Un topónimo que llega tarde a su propia ciudad
El ejercicio solo tiene gracia si se acepta su premisa: que Madrid ya no se parece a lo que su nombre promete y que la toponimia es lo último que queda por actualizar. No es una tesis nueva, pero sí es nueva la naturalidad con la que se da por hecha. Nadie propone rescatar un topónimo antiguo ni tirar de historia local. Se propone injertar: pegar un apellido extranjero a una raíz que se mantiene intacta.
Los híbridos inversos señalan lo mismo. Cuando la broma pasa de «Madrid + país» a «capital latinoamericana + drid», ya no habla de llegada sino de exportación de marca. Madrid como formato, no como lugar. La variante MadriDF remata por la vía mexicana: adoptar la nomenclatura del Distrito Federal para una ciudad que lleva años comportándose como uno sin decirlo.

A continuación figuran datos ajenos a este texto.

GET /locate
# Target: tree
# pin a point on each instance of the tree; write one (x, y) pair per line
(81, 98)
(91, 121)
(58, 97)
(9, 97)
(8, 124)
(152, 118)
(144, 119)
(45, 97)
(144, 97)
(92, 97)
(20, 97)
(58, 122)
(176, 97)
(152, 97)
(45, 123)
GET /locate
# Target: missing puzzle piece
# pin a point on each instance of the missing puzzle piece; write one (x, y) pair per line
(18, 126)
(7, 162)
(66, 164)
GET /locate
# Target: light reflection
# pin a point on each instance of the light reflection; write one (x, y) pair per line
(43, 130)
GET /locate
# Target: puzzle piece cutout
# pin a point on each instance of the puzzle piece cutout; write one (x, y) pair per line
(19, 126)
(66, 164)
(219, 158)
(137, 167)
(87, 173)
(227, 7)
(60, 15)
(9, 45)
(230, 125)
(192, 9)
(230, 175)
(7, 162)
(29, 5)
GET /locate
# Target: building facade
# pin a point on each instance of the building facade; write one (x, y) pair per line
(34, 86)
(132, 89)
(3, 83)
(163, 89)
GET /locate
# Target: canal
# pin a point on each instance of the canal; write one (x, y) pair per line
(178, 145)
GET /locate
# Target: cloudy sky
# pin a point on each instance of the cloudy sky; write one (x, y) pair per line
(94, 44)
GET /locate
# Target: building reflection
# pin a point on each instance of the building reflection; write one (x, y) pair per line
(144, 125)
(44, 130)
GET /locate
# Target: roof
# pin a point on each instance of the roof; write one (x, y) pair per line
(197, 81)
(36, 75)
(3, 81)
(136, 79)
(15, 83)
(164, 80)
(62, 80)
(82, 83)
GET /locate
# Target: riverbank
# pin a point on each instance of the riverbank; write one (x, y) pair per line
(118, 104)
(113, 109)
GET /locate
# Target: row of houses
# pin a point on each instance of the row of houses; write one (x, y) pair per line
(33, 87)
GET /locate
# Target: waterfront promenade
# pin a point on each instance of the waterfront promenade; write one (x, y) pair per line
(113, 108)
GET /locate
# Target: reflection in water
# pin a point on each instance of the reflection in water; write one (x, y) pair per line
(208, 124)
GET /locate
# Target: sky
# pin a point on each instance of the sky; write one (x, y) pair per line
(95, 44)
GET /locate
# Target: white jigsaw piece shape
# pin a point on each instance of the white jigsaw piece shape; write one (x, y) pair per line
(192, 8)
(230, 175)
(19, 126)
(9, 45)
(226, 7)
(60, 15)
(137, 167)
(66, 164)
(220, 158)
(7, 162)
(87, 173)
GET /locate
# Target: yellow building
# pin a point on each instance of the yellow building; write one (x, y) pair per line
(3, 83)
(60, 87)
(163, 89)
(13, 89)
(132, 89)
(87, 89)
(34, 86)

Burgos y el chiste que no era un chiste
Entre las más de veinte ocurrencias, dos se salen del patrón. Una responde con el nombre de una ciudad castellana y deja caer que igual lo que sobra no es el topónimo, sino la capital entera. Otra desplaza el juego al norte, dando por hecho que el mecanismo —aquí ya no vive quien vivía— se puede replicar comunidad por comunidad.
Queda un dato incómodo. De todas las ocurrencias registradas, solo una renuncia a la raíz, y no es un nombre nuevo: es el de otra ciudad que ya existe. Las demás son Madrid con algo pegado. Veinte maneras de discutir el nombre y ninguna que se atreva a pensarlo desde cero.